The National Labor Relations Board earlier this month ruled that mutual arbitration agreements signed as a condition of employment cannot bar employees who sign these agreements from taking collective action such as class action lawsuits to address job grievances.
The NLRB’s ruling came in response to an unfair labor practice charge filed against DR Horton, a nationwide home builder, by a former Horton employee. Michael Cuda said that Horton misclassified him and other workers as superintendents in order to avoid Fair Labor Standards Act protections such as paying them overtime.
When Cuda’s lawyer informed Horton that he would pursue a class remedy for Cuda and other Horton employees through arbitration, Horton replied that such class remedies were prohibited by the mutual arbitration agreement that Cuda signed. Cuda’s attorney then filed an unfair labor complaint with the NLRB.
Alex Colvin, a professor who teaches at the Cornell School of Labor and Industrial Relations told Steven Greenhouse of the New York Times that these agreements that mandate arbitration to settle grievances or other work related issues are widespread and that the board’s ruling should have a major impact.

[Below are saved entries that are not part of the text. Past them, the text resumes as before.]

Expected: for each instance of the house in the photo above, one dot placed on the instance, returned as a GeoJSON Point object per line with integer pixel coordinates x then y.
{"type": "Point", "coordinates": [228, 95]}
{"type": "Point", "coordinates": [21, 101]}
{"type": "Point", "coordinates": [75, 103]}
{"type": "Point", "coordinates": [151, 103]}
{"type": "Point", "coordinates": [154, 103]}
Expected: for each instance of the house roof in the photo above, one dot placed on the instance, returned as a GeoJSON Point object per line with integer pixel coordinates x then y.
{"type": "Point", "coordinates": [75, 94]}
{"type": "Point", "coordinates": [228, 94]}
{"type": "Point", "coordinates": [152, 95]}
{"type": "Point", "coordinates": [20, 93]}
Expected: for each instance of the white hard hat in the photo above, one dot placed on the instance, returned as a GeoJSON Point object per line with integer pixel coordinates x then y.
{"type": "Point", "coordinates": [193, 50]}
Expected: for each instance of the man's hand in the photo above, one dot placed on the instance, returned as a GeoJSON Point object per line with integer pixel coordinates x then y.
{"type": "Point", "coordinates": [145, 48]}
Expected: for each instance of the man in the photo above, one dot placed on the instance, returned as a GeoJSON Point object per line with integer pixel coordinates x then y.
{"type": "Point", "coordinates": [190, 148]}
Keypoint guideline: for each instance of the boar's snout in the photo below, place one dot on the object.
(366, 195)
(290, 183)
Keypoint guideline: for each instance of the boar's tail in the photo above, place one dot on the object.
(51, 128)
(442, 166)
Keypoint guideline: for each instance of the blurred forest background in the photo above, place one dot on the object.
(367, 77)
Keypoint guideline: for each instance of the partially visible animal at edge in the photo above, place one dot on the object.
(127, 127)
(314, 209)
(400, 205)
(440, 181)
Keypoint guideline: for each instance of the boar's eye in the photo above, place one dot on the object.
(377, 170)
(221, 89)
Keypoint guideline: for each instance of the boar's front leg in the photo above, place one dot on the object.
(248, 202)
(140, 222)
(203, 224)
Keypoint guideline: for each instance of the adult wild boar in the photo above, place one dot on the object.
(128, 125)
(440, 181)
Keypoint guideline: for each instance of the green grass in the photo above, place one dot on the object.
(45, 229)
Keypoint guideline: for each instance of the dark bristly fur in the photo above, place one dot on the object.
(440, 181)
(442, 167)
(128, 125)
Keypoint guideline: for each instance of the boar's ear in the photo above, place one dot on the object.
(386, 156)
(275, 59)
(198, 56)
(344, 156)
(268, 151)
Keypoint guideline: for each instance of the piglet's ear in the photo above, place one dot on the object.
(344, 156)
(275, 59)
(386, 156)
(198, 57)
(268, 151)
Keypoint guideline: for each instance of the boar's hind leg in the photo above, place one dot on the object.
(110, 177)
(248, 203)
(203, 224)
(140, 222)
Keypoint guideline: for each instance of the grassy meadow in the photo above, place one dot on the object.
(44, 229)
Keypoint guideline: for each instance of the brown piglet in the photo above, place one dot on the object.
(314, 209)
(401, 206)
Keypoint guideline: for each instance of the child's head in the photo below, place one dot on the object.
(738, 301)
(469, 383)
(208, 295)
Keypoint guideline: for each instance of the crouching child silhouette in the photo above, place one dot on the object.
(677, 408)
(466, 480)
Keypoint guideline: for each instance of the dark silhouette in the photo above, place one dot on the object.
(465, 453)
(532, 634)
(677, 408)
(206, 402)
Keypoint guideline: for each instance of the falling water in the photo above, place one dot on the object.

“This (ruling) would suggest that many of (the mutual arbitration) agreements)violate labor law by barring class actions,” Colvin told Greenhouse. “I also think the business community will be up in arms because you have federal labor law being applied in a nonunion setting.”
Cuda’s attorney filed the unfair labor charge in 2008. The NLRB general counsel subsequently filed a complaint against Horton. The NLRB’s ruling was a response to that complaint.

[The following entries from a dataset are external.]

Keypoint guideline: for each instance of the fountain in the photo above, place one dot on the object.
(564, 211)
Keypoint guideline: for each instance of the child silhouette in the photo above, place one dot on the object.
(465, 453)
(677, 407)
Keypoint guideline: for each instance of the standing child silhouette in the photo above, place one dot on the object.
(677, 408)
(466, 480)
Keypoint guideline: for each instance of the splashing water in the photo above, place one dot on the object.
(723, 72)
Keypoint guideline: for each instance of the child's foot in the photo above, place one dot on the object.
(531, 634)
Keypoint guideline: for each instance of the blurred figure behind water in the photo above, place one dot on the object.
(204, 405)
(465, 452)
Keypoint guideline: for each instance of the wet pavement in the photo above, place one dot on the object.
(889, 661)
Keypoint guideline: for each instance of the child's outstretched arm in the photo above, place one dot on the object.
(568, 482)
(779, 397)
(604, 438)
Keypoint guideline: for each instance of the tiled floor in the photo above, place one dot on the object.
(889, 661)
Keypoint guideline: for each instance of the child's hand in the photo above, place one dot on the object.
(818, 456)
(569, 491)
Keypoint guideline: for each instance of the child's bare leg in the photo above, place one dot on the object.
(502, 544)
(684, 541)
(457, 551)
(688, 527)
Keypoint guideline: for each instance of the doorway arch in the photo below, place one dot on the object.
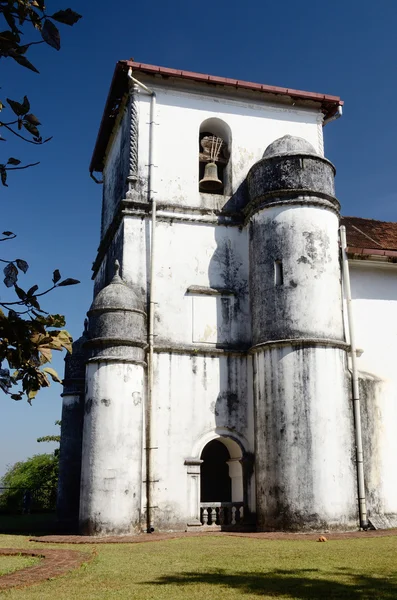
(221, 473)
(215, 481)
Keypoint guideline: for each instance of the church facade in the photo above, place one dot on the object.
(219, 381)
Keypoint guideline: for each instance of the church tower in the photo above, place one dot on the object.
(213, 385)
(305, 476)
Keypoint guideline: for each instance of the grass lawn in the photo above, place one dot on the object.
(8, 564)
(224, 568)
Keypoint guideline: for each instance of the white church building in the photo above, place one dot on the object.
(237, 369)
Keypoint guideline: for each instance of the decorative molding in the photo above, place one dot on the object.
(289, 197)
(196, 349)
(300, 342)
(208, 291)
(133, 140)
(115, 359)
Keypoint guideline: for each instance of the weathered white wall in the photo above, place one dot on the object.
(196, 398)
(374, 293)
(115, 172)
(111, 474)
(308, 303)
(208, 256)
(304, 445)
(254, 125)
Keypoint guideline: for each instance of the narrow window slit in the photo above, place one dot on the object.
(278, 272)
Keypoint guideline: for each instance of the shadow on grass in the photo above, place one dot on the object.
(33, 524)
(305, 584)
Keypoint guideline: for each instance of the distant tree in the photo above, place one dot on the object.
(52, 438)
(37, 475)
(27, 333)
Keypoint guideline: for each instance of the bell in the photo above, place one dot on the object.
(210, 181)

According to a statement released by the NLRB, “The Board found that (Horton’s mutual arbitration) agreement unlawfully barred employees from engaging in ‘concerted activity’ protected by the National Labor Relations Act.”
The NLRB in its ruling said that Horton’s mutual arbitration agreement (MAA), “requires employees, as a condition of their employment, to refrain from bringing collective or class claims in any forum: in court, because the MAA waives their right to a judicial forum; in arbitration, because the MAA provides that the arbitrator cannot consolidate claims or award collective relief.
“The MAA thus clearly and expressly bars employees from exercising substantive rights that have long been held protected by Section 7 of the (National Labor Relations Act),” concludes the NLRB.
In its ruling the NLRB did not say that mutual arbitration agreements were illegal, only that they must include language that allows for collective action.
Business groups that filed amicus briefs to support Horton argued that the Federal Arbitration Act allows such prohibitions of class actions when two parties agree to an arbitration process for resolving grievances and that the US Supreme Court has upheld the validity of these prohibitions.
The NLRB, however, said that the Supreme Court ruling was made in a case that did not involve labor law and that in matters concerning labor law, the Federal Arbitration Act does not supersede the National Labor Relations Act.
Because of the wide-ranging impact that the NLRB’s ruling could have, a federal court appeal is likely.